Nasib nahas menimpa warga Bandung bernama Yani Maryani (49) lantaran menjadi salah satu korban banjir bandang.
Harta yang selama ini ia kumpulkan harus rela hilang diterjang banjir.

Wanita berusia 49 tahun ini pasrah kehilangan uang Rp 156 juta dan emas 50 gram.
Yani Maryani (49) hanya bisa pasrah ketika harta benda yang dikumpulkannya selama bertahun-tahun hilang diterjang banjir bandang.
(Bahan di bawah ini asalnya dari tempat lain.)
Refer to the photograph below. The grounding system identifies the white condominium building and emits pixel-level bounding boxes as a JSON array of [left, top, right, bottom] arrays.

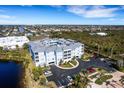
[[0, 36, 29, 49], [29, 38, 84, 66]]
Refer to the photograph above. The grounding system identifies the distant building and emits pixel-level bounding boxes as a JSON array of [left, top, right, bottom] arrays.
[[0, 36, 29, 49], [96, 32, 107, 36], [29, 38, 84, 66]]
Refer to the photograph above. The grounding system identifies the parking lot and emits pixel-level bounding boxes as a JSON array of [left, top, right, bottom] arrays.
[[47, 58, 116, 87]]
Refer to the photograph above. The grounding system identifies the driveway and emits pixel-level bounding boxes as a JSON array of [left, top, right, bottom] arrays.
[[47, 58, 115, 87]]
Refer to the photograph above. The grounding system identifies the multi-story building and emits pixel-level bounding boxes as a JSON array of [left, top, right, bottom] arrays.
[[29, 38, 84, 66], [0, 36, 29, 49]]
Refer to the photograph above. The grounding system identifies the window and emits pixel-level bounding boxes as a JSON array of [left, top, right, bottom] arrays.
[[64, 55, 67, 57], [64, 51, 67, 53], [35, 56, 39, 58], [36, 60, 39, 62]]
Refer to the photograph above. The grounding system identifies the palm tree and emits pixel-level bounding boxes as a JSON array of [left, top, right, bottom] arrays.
[[72, 71, 91, 88]]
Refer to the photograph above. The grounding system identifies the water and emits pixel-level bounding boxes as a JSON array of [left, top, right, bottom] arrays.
[[0, 62, 22, 88]]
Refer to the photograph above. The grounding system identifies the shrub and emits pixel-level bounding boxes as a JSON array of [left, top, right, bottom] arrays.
[[95, 75, 113, 85]]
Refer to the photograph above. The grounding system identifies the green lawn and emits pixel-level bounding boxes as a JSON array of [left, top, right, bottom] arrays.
[[95, 75, 113, 85], [70, 60, 77, 65], [60, 62, 72, 67]]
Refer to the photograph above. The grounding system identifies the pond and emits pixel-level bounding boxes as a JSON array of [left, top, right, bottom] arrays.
[[0, 61, 22, 88]]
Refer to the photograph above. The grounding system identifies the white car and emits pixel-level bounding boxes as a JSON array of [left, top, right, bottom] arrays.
[[44, 71, 52, 76]]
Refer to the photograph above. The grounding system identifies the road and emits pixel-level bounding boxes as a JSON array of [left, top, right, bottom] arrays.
[[47, 58, 115, 87]]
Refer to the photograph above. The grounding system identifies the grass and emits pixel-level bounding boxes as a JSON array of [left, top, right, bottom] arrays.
[[70, 60, 77, 65], [95, 75, 113, 85], [81, 53, 91, 61], [60, 62, 72, 67]]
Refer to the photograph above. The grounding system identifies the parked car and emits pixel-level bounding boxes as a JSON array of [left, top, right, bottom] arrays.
[[67, 76, 73, 81]]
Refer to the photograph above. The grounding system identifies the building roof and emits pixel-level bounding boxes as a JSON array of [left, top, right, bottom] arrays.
[[29, 38, 82, 52]]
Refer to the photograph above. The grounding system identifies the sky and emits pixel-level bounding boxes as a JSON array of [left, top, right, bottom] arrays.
[[0, 5, 124, 25]]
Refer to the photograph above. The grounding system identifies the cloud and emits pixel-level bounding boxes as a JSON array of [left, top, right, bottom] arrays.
[[0, 19, 19, 24], [0, 14, 15, 19], [120, 5, 124, 9], [108, 18, 118, 21], [0, 9, 5, 12], [67, 6, 119, 18]]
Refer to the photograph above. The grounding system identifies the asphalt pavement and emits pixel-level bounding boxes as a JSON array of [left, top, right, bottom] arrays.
[[47, 58, 115, 87]]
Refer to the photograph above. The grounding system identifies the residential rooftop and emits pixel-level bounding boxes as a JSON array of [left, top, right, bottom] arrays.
[[29, 38, 83, 52]]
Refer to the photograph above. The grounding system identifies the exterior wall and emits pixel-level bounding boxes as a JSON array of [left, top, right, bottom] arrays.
[[0, 36, 29, 49], [30, 38, 84, 66], [56, 51, 63, 65], [45, 51, 56, 65]]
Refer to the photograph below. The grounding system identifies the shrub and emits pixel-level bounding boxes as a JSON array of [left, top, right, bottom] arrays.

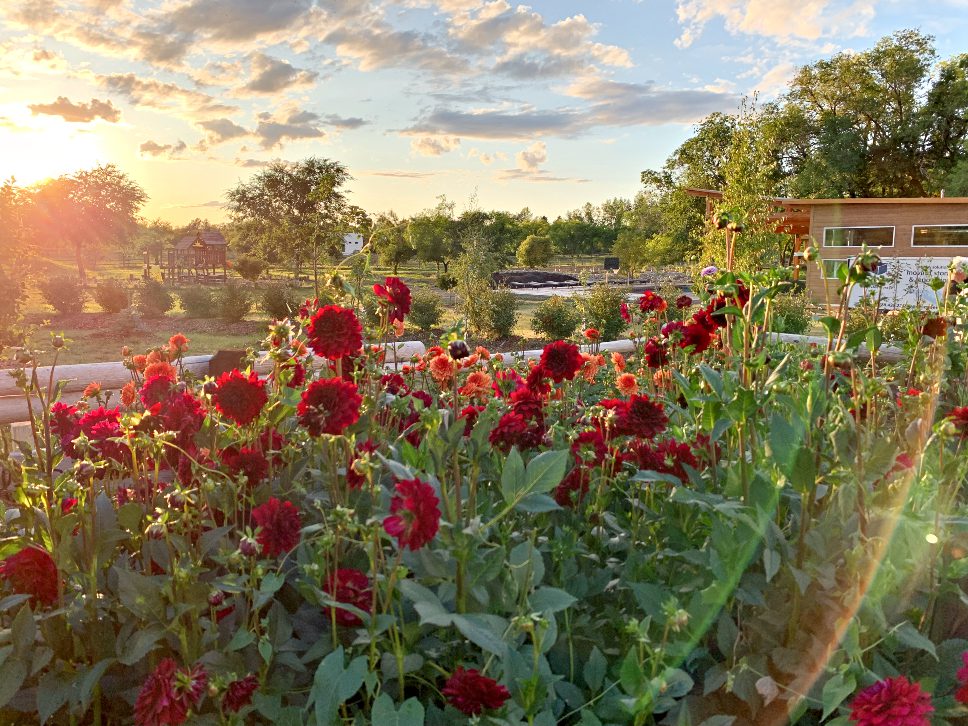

Kamis lalu, banjir melanda kawasan rumahnya di Kampung Lamajang Peuntas, Desa Citeureup, Kecamatan Dayeuhkolot, Kabupaten Bandung, Jawa Barat, akibat jebolnya tanggul Sungai Cigede.
Yani yang sehari-hari membuka warung kelontong menyaksikan dengan mata kepalanya sendiri bagaiamana amukan Sungai Cigede tak mampu ditahan oleh tanggul.
Etalase, kulkas, barang dagang senilai puluhan juta rupiah seketika hilang terbawa arus, hanya dalam hitungan menit.
"Aduh saya pas kejadian udah gelap, bingung, udah pasrah aja, air gede banget kaya tsunami setinggi dada orang dewasa."
Begitu kata Yani saat dijumpai sedang membersihkan sisa banjir di rumahnya, pada Selasa (16/1/2024).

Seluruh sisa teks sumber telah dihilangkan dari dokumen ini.